Summary: In today's less we are told that the gospel is a very special kind of wisdom that can only be discerned by those who are spiritually mature, that is, by Christians.
“That’s not fair! Why can’t I do it?”
If you are a parent, you recall hearing these words at one point or another from one or more of your children.
You try to explain your decision to your child.
“It’s for your own good,” you say.
“No, it’s not! It’s just not fair!” comes the reply.
And then you present your crowning point, “One day you will understand why I am making this decision for you.”
And even as you make that statement you know that it is still completely unsatisfying to your child.
It may take years, and perhaps even decades, before our children see the wisdom of a decision that we made for them in their childhood. Often it is not because they are rebellious. No. It is simply that they are too immature to grasp the decision we are making for them. In that sense, wisdom is only for the mature.
Maturity has its downsides—aches and pains, bills and pressures—but one of the great benefits of maturity is that it often opens our eyes to wisdom. We are able to see things more clearly than we could have seen in our youth.
What is true about maturity in the natural realm is also true in the spiritual realm.
The apostle Paul points out in today’s text that there is a wisdom that is available only to the spiritually mature. It is a wisdom that comes from God and opposes the foolishness of a sinful world. Sadly, it is a wisdom that many in the church in Corinth lacked, and a wisdom that many in the modern church still lack.
Today we continue our study in a series I am calling Challenges Christians Face. One of the challenges that Christians face is understanding what wisdom from the Spirit of God is.

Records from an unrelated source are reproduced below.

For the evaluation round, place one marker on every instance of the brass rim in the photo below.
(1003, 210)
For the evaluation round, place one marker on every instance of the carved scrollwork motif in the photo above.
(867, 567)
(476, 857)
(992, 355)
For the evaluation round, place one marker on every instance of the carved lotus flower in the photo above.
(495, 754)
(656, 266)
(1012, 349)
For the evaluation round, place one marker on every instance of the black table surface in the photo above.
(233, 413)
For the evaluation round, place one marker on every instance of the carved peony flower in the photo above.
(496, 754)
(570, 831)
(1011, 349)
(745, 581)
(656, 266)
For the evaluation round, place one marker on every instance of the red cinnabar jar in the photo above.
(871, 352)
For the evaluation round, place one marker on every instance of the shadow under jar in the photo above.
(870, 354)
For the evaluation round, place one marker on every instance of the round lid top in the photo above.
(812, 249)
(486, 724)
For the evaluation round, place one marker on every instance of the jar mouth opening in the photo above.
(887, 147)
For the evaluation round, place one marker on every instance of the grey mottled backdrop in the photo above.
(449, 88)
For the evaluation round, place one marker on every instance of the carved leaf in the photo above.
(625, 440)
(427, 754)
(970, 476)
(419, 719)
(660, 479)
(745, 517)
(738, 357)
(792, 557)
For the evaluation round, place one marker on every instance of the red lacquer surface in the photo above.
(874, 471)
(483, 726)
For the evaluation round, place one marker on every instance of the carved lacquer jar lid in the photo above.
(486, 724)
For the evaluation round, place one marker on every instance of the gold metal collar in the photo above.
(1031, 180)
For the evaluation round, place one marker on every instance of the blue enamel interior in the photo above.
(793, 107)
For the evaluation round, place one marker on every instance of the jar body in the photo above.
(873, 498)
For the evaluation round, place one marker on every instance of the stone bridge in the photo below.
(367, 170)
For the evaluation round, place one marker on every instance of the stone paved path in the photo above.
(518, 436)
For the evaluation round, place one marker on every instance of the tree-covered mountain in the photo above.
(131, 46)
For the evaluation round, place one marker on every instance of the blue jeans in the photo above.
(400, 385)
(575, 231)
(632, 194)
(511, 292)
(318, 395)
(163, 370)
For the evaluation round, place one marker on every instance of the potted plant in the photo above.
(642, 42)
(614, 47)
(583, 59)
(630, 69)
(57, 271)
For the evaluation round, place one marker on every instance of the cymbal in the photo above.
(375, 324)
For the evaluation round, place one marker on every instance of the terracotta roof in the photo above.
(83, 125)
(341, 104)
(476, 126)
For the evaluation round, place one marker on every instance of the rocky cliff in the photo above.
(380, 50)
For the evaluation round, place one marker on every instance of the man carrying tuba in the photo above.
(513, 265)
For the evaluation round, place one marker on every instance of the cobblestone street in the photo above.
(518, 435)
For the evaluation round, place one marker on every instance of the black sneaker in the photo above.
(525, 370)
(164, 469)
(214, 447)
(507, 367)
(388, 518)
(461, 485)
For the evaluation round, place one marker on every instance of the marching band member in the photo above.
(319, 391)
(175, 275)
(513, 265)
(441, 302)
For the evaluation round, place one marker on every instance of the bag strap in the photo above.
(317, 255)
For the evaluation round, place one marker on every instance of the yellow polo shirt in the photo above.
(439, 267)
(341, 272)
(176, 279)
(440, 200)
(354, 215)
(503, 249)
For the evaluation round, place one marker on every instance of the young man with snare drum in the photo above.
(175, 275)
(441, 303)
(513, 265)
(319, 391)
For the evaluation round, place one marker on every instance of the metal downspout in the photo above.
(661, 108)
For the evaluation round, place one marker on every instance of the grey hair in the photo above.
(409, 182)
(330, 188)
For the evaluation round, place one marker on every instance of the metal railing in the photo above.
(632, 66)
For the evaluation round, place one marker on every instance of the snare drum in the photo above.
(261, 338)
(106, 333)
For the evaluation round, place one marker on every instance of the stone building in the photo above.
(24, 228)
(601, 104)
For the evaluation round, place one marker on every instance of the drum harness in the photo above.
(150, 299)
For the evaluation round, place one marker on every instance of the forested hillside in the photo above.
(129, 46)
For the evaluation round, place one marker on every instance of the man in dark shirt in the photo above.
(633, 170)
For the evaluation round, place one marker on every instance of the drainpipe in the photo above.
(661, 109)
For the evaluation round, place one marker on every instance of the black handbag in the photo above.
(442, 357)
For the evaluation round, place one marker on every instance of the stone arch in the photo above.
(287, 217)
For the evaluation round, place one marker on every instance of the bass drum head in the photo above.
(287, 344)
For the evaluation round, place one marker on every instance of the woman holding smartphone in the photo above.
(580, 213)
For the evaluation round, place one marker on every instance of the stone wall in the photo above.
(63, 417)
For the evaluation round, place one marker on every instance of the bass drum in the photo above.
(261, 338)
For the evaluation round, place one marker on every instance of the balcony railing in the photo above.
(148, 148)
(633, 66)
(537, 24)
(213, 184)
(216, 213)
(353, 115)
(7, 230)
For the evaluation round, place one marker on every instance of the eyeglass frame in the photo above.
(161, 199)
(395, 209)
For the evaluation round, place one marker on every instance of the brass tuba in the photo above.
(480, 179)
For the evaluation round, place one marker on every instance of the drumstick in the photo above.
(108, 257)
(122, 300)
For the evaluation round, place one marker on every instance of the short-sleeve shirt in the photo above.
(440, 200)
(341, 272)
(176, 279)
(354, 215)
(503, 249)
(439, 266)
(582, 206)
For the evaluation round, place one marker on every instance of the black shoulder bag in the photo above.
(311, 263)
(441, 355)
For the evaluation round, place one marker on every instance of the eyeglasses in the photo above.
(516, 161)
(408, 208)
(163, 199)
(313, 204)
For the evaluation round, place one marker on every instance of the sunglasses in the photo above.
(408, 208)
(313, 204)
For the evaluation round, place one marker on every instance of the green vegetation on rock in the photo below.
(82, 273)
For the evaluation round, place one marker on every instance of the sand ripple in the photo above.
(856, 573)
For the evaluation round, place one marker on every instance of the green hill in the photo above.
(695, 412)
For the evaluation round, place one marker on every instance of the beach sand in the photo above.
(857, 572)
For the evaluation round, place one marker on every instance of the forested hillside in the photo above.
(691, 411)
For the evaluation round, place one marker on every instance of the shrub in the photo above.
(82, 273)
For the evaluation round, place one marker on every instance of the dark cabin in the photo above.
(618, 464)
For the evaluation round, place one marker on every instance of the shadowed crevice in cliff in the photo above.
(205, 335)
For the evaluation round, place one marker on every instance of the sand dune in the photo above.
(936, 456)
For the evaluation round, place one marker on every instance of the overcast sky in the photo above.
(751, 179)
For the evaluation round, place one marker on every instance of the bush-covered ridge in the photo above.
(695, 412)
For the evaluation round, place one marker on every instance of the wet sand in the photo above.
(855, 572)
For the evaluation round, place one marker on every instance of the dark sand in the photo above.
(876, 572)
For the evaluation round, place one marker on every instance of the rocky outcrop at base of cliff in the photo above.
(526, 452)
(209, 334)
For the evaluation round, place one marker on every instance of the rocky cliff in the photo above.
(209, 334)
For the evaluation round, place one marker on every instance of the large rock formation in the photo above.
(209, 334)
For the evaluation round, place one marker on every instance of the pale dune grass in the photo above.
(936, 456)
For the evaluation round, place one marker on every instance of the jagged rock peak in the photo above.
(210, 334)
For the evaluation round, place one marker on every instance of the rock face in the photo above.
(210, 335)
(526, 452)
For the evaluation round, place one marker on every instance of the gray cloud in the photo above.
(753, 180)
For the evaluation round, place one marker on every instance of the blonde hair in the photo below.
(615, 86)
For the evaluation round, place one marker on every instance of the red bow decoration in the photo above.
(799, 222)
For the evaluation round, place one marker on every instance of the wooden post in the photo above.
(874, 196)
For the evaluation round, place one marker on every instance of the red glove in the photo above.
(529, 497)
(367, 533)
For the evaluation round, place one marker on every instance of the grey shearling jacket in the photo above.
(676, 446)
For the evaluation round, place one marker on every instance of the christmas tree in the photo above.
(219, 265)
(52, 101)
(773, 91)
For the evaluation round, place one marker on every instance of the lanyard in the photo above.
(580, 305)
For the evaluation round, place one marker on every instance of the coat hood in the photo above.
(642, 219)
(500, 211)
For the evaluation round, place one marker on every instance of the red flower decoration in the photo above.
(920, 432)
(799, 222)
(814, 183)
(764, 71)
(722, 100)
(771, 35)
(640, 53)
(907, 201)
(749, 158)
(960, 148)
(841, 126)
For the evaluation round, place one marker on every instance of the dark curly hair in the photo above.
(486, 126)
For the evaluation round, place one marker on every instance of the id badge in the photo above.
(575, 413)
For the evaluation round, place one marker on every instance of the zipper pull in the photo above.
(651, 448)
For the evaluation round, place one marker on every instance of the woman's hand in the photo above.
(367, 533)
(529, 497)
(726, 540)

Let’s read 1 Corinthians 2:6-16:
6 Yet among the mature we do impart wisdom, although it is not a wisdom of this age or of the rulers of this age, who are doomed to pass away. 7 But we impart a secret and hidden wisdom of God, which God decreed before the ages for our glory. 8 None of the rulers of this age understood this, for if they had, they would not have crucified the Lord of glory. 9 But, as it is written,
“What no eye has seen, nor ear heard,
nor the heart of man imagined,
what God has prepared for those who love him”—
10 these things God has revealed to us through the Spirit. For the Spirit searches everything, even the depths of God. 11 For who knows a person’s thoughts except the spirit of that person, which is in him? So also no one comprehends the thoughts of God except the Spirit of God. 12 Now we have received not the spirit of the world, but the Spirit who is from God, that we might understand the things freely given us by God. 13 And we impart this in words not taught by human wisdom but taught by the Spirit, interpreting spiritual truths to those who are spiritual.
14 The natural person does not accept the things of the Spirit of God, for they are folly to him, and he is not able to understand them because they are spiritually discerned. 15 The spiritual person judges all things, but is himself to be judged by no one. 16 “For who has understood the mind of the Lord so as to instruct him?” But we have the mind of Christ. (1 Corinthians 2:6–16)
One of the first classes I attended at Trinity Evangelical Divinity School was a class on Systematic Theology. I remember the professor raising the question about whether or not a non-Christian could understand spiritual truth. Some said, “No.” Others said, “Yes.” We talked about theologians who did not even profess faith in Christ, yet wrote on theological issues, and argued about whether or not they could understand spiritual truth.
This is really the question that the apostle Paul is dealing with in our text. He is answering the question, “Who can understand spiritual truth?”
But before we examine that question, let me briefly review what we have covered so far in The First Letter of Paul to the Corinthians.
After the introductory salutation (1:1-3) and thanksgiving (1:4-9) of the letter, Paul immediately addressed the issue of divisions in the church in Corinth (1:10-17). Paul urged the Christians in Corinth to heal the divisions in the church because they are contrary to the unity that exists in Christ’s body.
The reason for the division in the church at Corinth was due to a misunderstanding of human wisdom versus the wisdom from the Spirit.
Paul came down hard on human wisdom because he argued against a Corinthian attitude toward wisdom that placed him and his gospel in a less than favorable light. Human wisdom about salvation that is purely philosophical, rhetorical, and speculative is wrong. Instead, there is a wisdom about salvation that has been revealed by God that is right.